Time for Our Leaders to Act
By Ralph Nader, Washington, DC

Two leaders—one the Secretary of Defense and the other the president of the U.S. Chamber of Commerce —need to put their fortitude behind their recent acknowledgments of major problems in their domains.

Donald Rumsfeld, who was a class ahead of me at Princeton and vibrating with energy even then, has been reported in the press to have said that "we are not spending our tax dollars wisely." He was referring to the military budget. Official studies, reports and public hearings over the past 35 years have documented the huge waste in the Pentagon, driven by bureaucracy, inter-service rivalries and, above all, the outside corporate military weapons industry that places its executives in high positions at the Defense Department as a matter of bipartisan routine.

In addition to mounds of studies that could reach part way to the moon, the mainstream media has reported ad infinitum on waste, fraud and redundancy costing hundreds of billions of defense dollars. Almost no enduring changes or reforms have occurred as a result. It takes someone in charge, with high public acclaim, to get matters of structural frugality and efficiency under way. That man is Rumsfeld.

The problem is that President Bush has just demanded of Congress another $48 billion in defense programs on top of the roughly $331 billion already allocated to the Pentagon. This budget never gets squeezed of its waste; it just gets piled on like the layers of Pompeii. And the pile after September 11 is immense. As Senator Robert Byrd (D-WV)—a longtime, self-described hawk—has declared, this increase in military spending will come at the expense of important and serious domestic programs, including health and safety.

Rumsfeld is now a television media star, given both his almost daily press briefings and an adoring covey of reporters. If the experienced Rumsfeld, on his second tour as Secretary of Defense, cannot step up to this challenge of reform and respect for taxpayer dollars being wasted, stolen or defrauded, no one in his position can. He’ll have to take on the "military-industrial complex," in President Eisenhower’s words, by demonstrating that a wasteful defense weakens our country.

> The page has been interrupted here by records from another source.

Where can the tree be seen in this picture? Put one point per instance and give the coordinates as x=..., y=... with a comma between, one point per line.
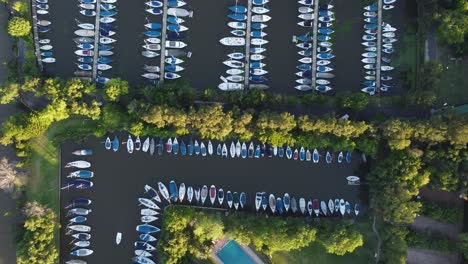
x=19, y=27
x=342, y=240
x=115, y=88
x=463, y=244
x=9, y=177
x=37, y=245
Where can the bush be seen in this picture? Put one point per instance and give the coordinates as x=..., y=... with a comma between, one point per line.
x=442, y=212
x=424, y=241
x=19, y=27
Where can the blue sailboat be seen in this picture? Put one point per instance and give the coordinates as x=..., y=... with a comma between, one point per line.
x=152, y=34
x=115, y=144
x=183, y=149
x=238, y=16
x=190, y=147
x=279, y=205
x=348, y=157
x=105, y=60
x=280, y=152
x=238, y=9
x=302, y=154
x=175, y=36
x=173, y=191
x=160, y=147
x=175, y=146
x=257, y=152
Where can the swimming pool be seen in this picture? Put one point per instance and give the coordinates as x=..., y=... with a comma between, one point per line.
x=232, y=253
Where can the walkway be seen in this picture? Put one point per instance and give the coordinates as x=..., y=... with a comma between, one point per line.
x=7, y=246
x=314, y=45
x=379, y=46
x=163, y=42
x=96, y=38
x=247, y=43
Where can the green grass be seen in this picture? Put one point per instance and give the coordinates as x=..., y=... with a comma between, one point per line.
x=43, y=185
x=451, y=88
x=407, y=57
x=315, y=253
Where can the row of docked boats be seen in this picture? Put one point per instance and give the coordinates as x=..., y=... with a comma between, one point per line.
x=288, y=204
x=78, y=210
x=86, y=34
x=43, y=26
x=174, y=45
x=388, y=38
x=240, y=34
x=323, y=53
x=145, y=247
x=235, y=149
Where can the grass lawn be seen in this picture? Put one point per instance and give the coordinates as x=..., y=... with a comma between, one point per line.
x=451, y=88
x=44, y=183
x=407, y=55
x=315, y=253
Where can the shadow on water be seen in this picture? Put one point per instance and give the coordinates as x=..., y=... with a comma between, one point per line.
x=120, y=178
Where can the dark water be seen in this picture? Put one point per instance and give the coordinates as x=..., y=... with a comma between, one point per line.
x=120, y=178
x=206, y=28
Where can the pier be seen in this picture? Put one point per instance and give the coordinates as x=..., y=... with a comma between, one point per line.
x=379, y=47
x=163, y=42
x=314, y=44
x=247, y=43
x=96, y=39
x=37, y=49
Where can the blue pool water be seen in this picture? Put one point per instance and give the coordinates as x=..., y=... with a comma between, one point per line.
x=232, y=253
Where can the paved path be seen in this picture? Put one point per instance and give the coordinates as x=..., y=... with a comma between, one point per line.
x=163, y=41
x=314, y=44
x=418, y=256
x=7, y=246
x=247, y=44
x=96, y=38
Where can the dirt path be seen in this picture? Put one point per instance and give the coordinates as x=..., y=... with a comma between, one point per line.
x=417, y=256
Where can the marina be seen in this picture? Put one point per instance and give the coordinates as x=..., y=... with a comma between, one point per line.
x=277, y=64
x=114, y=173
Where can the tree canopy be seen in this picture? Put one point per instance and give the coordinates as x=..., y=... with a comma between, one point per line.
x=19, y=27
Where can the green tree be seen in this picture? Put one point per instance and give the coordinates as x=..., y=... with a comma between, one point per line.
x=37, y=245
x=463, y=244
x=342, y=240
x=115, y=88
x=19, y=27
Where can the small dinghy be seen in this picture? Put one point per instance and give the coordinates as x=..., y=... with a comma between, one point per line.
x=148, y=203
x=242, y=199
x=212, y=194
x=221, y=196
x=204, y=194
x=181, y=192
x=272, y=203
x=147, y=229
x=190, y=194
x=235, y=200
x=163, y=191
x=229, y=199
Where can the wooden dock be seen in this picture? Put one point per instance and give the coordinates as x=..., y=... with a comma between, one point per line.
x=96, y=39
x=37, y=49
x=379, y=46
x=247, y=44
x=163, y=42
x=314, y=44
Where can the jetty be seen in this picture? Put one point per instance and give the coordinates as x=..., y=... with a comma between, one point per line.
x=314, y=44
x=247, y=43
x=96, y=38
x=163, y=42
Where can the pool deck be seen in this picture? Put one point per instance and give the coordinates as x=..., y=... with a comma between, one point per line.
x=220, y=244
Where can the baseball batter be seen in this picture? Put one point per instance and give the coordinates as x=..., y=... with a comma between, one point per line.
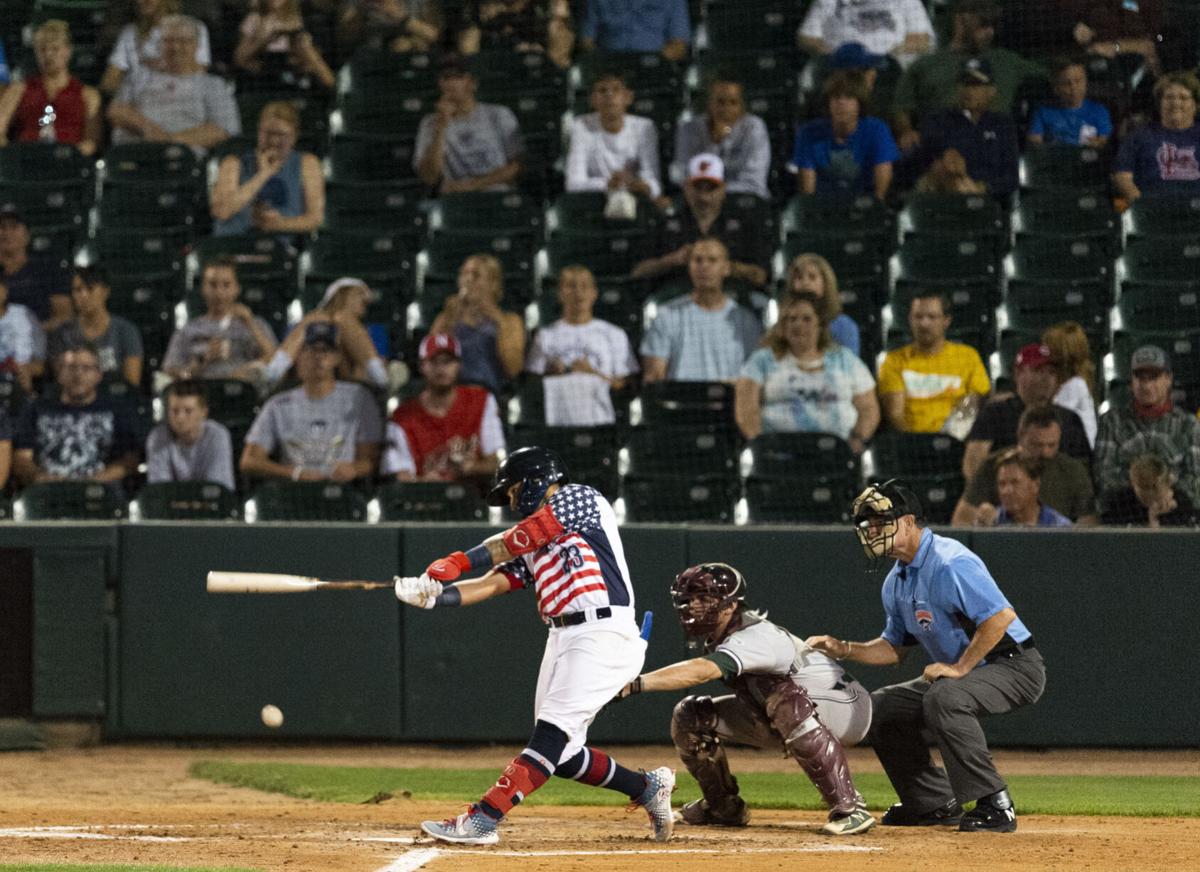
x=784, y=692
x=568, y=549
x=983, y=661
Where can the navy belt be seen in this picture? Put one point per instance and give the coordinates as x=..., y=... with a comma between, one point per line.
x=576, y=618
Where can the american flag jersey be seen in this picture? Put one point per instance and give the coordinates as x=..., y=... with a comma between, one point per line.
x=583, y=567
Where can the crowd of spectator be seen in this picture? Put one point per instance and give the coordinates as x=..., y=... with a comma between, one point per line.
x=892, y=110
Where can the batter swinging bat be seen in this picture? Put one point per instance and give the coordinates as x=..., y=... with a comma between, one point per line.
x=279, y=583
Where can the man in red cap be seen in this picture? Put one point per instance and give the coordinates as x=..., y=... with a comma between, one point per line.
x=448, y=432
x=1037, y=382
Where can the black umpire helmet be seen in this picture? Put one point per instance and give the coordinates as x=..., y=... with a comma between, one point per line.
x=535, y=469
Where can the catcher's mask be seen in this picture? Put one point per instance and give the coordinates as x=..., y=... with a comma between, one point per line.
x=535, y=469
x=701, y=593
x=877, y=512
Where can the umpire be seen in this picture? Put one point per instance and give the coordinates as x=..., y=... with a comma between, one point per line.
x=983, y=662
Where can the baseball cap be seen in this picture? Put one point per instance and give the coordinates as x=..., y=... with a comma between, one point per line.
x=439, y=343
x=706, y=167
x=1035, y=355
x=976, y=71
x=1150, y=358
x=855, y=55
x=321, y=334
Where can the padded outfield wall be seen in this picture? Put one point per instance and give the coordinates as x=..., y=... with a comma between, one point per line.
x=124, y=631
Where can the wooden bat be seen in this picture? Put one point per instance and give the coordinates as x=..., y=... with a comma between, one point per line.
x=280, y=583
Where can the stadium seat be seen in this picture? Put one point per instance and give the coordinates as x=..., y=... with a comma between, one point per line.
x=70, y=500
x=185, y=500
x=306, y=500
x=430, y=500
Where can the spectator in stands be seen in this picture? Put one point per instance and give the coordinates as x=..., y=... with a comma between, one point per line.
x=466, y=145
x=273, y=43
x=37, y=283
x=703, y=216
x=139, y=43
x=76, y=432
x=703, y=336
x=1073, y=119
x=1066, y=481
x=1037, y=382
x=931, y=83
x=117, y=340
x=805, y=382
x=731, y=133
x=21, y=340
x=179, y=103
x=397, y=25
x=987, y=140
x=53, y=106
x=1152, y=498
x=228, y=341
x=811, y=274
x=273, y=188
x=1162, y=158
x=1073, y=365
x=519, y=25
x=492, y=341
x=582, y=358
x=612, y=150
x=845, y=152
x=1019, y=485
x=324, y=430
x=655, y=25
x=930, y=379
x=189, y=446
x=1150, y=425
x=448, y=432
x=900, y=28
x=345, y=304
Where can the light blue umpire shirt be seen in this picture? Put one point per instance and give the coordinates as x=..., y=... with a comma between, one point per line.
x=941, y=597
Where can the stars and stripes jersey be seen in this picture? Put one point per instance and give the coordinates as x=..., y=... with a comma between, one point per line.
x=581, y=569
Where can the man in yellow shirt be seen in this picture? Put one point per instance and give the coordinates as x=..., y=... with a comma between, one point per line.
x=922, y=383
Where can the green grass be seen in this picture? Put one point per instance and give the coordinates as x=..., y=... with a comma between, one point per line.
x=1035, y=794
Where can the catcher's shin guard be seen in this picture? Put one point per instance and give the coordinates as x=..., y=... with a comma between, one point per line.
x=694, y=733
x=793, y=715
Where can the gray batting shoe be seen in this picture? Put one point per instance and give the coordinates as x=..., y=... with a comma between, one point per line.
x=469, y=828
x=655, y=799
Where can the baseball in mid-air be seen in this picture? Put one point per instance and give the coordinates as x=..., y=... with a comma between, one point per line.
x=273, y=716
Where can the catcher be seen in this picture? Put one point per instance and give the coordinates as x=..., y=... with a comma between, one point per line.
x=784, y=692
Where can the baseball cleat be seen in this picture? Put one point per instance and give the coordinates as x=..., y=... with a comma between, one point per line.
x=700, y=813
x=469, y=828
x=655, y=799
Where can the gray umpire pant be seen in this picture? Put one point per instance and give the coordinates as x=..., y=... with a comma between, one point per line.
x=949, y=709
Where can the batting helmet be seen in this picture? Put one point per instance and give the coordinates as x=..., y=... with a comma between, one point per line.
x=702, y=593
x=877, y=512
x=535, y=469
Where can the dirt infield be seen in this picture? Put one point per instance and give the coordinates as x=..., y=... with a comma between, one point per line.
x=137, y=805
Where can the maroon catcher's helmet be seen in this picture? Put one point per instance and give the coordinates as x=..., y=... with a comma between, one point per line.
x=717, y=584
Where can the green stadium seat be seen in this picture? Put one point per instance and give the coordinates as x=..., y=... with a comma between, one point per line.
x=306, y=500
x=185, y=500
x=430, y=500
x=70, y=500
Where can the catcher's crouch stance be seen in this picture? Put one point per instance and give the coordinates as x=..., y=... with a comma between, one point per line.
x=784, y=692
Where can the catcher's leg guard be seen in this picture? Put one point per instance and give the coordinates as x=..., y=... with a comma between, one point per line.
x=820, y=755
x=694, y=732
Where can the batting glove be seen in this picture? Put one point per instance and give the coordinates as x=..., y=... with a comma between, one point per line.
x=449, y=567
x=419, y=591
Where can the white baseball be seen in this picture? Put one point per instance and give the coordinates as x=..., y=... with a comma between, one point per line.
x=273, y=716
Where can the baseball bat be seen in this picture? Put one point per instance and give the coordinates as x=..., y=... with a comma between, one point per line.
x=279, y=583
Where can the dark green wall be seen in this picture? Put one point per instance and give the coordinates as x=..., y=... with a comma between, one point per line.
x=125, y=630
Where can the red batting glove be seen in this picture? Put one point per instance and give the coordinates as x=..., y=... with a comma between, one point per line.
x=449, y=567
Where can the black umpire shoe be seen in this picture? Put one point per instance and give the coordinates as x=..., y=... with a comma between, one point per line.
x=994, y=813
x=948, y=815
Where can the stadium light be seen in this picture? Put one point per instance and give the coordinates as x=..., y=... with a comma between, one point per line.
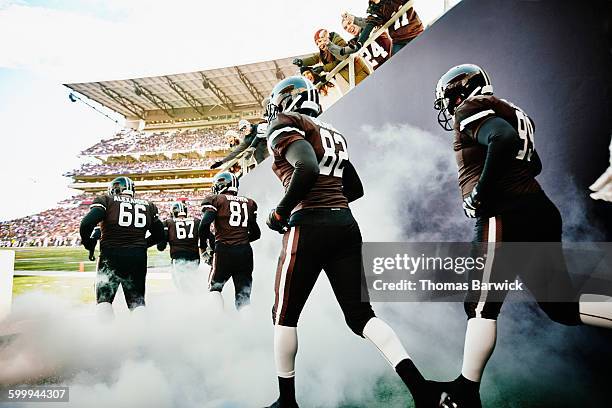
x=73, y=98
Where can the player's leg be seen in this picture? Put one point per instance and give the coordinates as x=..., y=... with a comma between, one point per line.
x=243, y=275
x=482, y=308
x=220, y=272
x=344, y=269
x=107, y=284
x=134, y=283
x=298, y=268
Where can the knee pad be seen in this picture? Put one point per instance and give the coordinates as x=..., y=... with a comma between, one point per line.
x=564, y=313
x=357, y=321
x=488, y=310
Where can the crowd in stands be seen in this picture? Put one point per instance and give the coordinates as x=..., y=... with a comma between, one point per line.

Thomas J. Donohue heads the sprawling U.S. Chamber of Commerce. Last month, at a television studio, he said off-camera that Enron executives "are thieves" and that he threw the company out of the Chamber. But where has he been, since taking the helm at the Chamber more than three years ago, on the corporate crime wave reported regularly by the Wall Street Journal, New York Times, Washington Post, 60 Minutes, Barron’s Financial Weekly and other major publications?

There’s been nary a peep from the Chamber condemning very bad business practices that, unprosecuted or unregulated, drive out honest business practices. Its energies are directed toward reducing or jettisoning the federal cops on the corporate crime, fraud and abuse beats. The Chamber lobbied incessantly to erase law and order with a deregulatory brush.

As a supermarket of thievery, greed and power, Enron’s practices are, as conservative commentator George Will put it recently, "a systemic crisis of capitalism in this country." Enron just had more tentacles and drooling jowls as its executives inflated earnings, sold out high, and left its workers, pension-holders and investors with a bankrupt corporation. Mr. Donohue needs to publicly denounce these practices and accounting shenanigans in a major statement and support corporate crime reform in Congress with adequate prosecutorial authority and budgets for a change.

The budgets on commercial crime enforcement are tiny in the various agencies covering major areas of consumer, worker, environmental, investor and taxpayer protections. One year’s budget on the failed war on drugs towers immensely above all the many years of corporate violations budgets put together.

So, "law and order" says to the feisty Tom Donohue, boldly proclaim that you and the Chamber are supporting the efforts of the federal police (with their Congressional backers) to pursue, prosecute and convict the corporate criminals in our economy. All you would need is a robust clip file, over the past ten years, from the business press to make your case before your membership.